Лев Толстой - Полное собрание сочинений. Том 3. Произведения 1852–1856 гг. Два гусара
Прошло лет двадцать. Много воды утекло с тех пор, много людей умерло, много родилось, много выросло и состарелось, еще больше родилось и умерло мыслей; много прекрасного и много дурного старого погибло, много прекрасного молодого выросло, и еще больше недоросшего уродливого молодого появилось на свет Божий.

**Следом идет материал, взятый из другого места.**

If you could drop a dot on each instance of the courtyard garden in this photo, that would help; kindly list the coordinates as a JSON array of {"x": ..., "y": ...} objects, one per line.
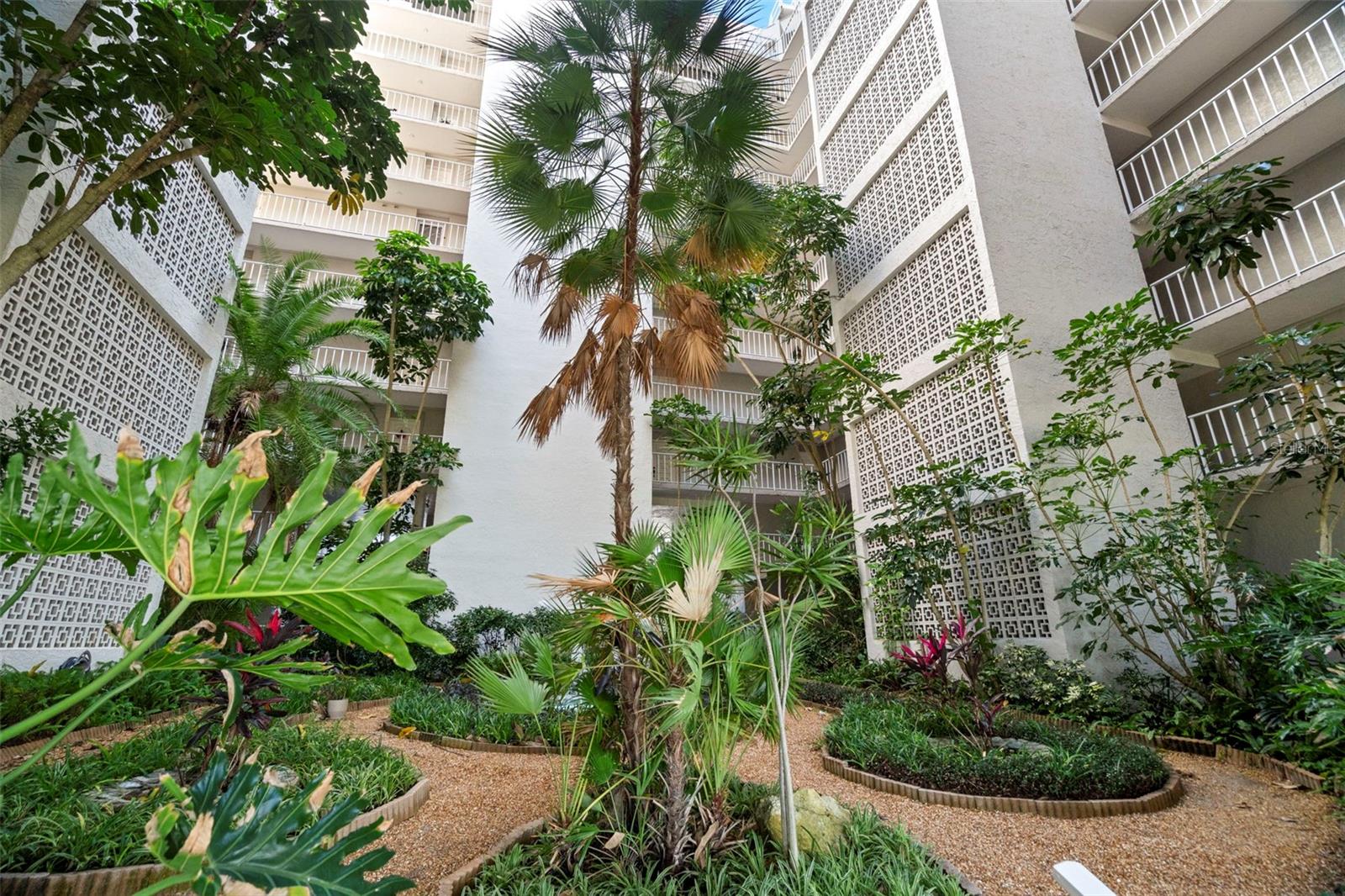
[{"x": 693, "y": 708}]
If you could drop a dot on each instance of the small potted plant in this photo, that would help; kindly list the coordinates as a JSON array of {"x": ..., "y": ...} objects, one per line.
[{"x": 336, "y": 700}]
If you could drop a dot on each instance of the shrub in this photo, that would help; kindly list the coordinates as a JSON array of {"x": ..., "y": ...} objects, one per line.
[
  {"x": 434, "y": 712},
  {"x": 47, "y": 822},
  {"x": 1032, "y": 680},
  {"x": 24, "y": 693},
  {"x": 876, "y": 858},
  {"x": 921, "y": 746}
]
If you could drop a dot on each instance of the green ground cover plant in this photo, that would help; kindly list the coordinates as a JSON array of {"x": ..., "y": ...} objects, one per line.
[
  {"x": 49, "y": 824},
  {"x": 925, "y": 746},
  {"x": 876, "y": 858},
  {"x": 26, "y": 692},
  {"x": 430, "y": 710}
]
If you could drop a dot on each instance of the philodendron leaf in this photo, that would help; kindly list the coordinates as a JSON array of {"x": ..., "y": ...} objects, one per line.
[
  {"x": 192, "y": 525},
  {"x": 225, "y": 833},
  {"x": 53, "y": 525}
]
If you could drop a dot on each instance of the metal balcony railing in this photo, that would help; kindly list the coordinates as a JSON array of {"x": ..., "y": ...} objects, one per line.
[
  {"x": 479, "y": 13},
  {"x": 1161, "y": 26},
  {"x": 784, "y": 138},
  {"x": 771, "y": 477},
  {"x": 1311, "y": 61},
  {"x": 441, "y": 112},
  {"x": 374, "y": 224},
  {"x": 437, "y": 171},
  {"x": 728, "y": 403},
  {"x": 1243, "y": 432},
  {"x": 1311, "y": 235},
  {"x": 390, "y": 46},
  {"x": 807, "y": 163},
  {"x": 401, "y": 440},
  {"x": 356, "y": 361}
]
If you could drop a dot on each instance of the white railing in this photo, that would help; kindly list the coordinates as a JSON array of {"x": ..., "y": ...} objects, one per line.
[
  {"x": 728, "y": 403},
  {"x": 356, "y": 361},
  {"x": 316, "y": 214},
  {"x": 1311, "y": 61},
  {"x": 390, "y": 46},
  {"x": 784, "y": 138},
  {"x": 838, "y": 467},
  {"x": 753, "y": 343},
  {"x": 404, "y": 441},
  {"x": 1160, "y": 27},
  {"x": 441, "y": 112},
  {"x": 479, "y": 13},
  {"x": 1246, "y": 432},
  {"x": 430, "y": 170},
  {"x": 771, "y": 477},
  {"x": 1315, "y": 232},
  {"x": 806, "y": 165}
]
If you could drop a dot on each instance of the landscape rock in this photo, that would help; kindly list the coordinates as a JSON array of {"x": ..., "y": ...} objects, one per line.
[{"x": 820, "y": 821}]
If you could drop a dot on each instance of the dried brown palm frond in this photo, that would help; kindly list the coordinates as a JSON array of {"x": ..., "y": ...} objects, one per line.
[
  {"x": 619, "y": 319},
  {"x": 602, "y": 582},
  {"x": 646, "y": 350},
  {"x": 531, "y": 273},
  {"x": 562, "y": 311},
  {"x": 690, "y": 354}
]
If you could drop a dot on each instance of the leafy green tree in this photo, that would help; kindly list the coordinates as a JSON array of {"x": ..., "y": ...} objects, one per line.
[
  {"x": 275, "y": 381},
  {"x": 109, "y": 101},
  {"x": 421, "y": 303},
  {"x": 612, "y": 159}
]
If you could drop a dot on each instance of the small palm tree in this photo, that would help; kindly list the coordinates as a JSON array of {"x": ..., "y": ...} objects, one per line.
[
  {"x": 614, "y": 161},
  {"x": 272, "y": 380}
]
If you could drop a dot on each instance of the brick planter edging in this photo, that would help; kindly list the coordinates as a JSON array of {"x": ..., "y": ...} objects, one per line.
[
  {"x": 1165, "y": 797},
  {"x": 459, "y": 880},
  {"x": 479, "y": 746},
  {"x": 125, "y": 882},
  {"x": 1231, "y": 755}
]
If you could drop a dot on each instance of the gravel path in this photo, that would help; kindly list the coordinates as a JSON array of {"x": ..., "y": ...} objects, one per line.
[
  {"x": 1235, "y": 833},
  {"x": 474, "y": 801}
]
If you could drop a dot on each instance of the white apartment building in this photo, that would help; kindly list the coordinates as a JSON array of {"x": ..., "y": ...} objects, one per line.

Граф Федор Турбин уже давно был убит на дуэли с каким-то иностранцем, которого он высек арапником на улице; сын, две капли воды похожий на него, был уже двадцатитрехлетний прелестный юноша и служил в кавалергардах. Молодой граф Турбин морально вовсе не был похож на отца. Даже и тени в нем не было тех буйных, страстных и, говоря правду, развратных наклонностей прошлого века. Вместе с умом, образованием и наследственной даровитостью натуры любовь к приличию и удобствам жизни, практический взгляд на людей и обстоятельства, благоразумие и предусмотрительность были его отличительными качествами. По службе молодой граф шел славно: двадцати трех лет уже был поручиком… При открытии военных действий он решил, что выгоднее для производства перейти в действующую армию, и перешел в гусарский полк ротмистром, где и получил скоро эскадрон.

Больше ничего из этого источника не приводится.